What is something about Pride Month that brings you joy? Is there an event or activity you look forward to every year?

This is simple. The best party of Pride is friends, no matter if it’s a Pride BBQ at someone’s home, an activity in the Village, or a celebration on the beaches in Toronto. Friendships play an outsized role in many queer lives, and we often consider each other family. Pride is like a fun family reunion, in an environment where we can really live out loud and celebrate our identities.

 

How do you find ways to celebrate your identity on a daily basis?

Like many queer people, I have spent a lot of my life actively "masking" or concealing parts of my identity. There are many reasons we do this, and they are deeply personal, but for me it was always about avoiding harm. I worried that being too gay at work would affect my career, or being too gay on the street would affect my safety.

Today, celebrating my identity daily means not compromising. It means correcting people when they refer to my husband as my ‘partner,’ not lowering my voice when I answer the phone, and not editing my stories about the weekend. These might feel like small acts, but for someone who has spent a lifetime being cautious about what they say, they’re meaningful.

 

What advice would you give to young LGBTQIA+ individuals who are just starting their careers?
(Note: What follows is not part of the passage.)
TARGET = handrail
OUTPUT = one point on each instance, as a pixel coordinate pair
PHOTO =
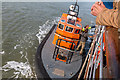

Find your people. Whether you are queer or straight, you will do your best work when you have a network of peers that you can trust and lean on. Find allies in the company, especially in positions of leadership, and never discount how much they will show up for you when you need it. Or as Ted Lasso would say, "The best teams are the ones that play for each other, not just with each other."

Greg Vanier is the National Crisis & Risk Lead for Edelman Canada.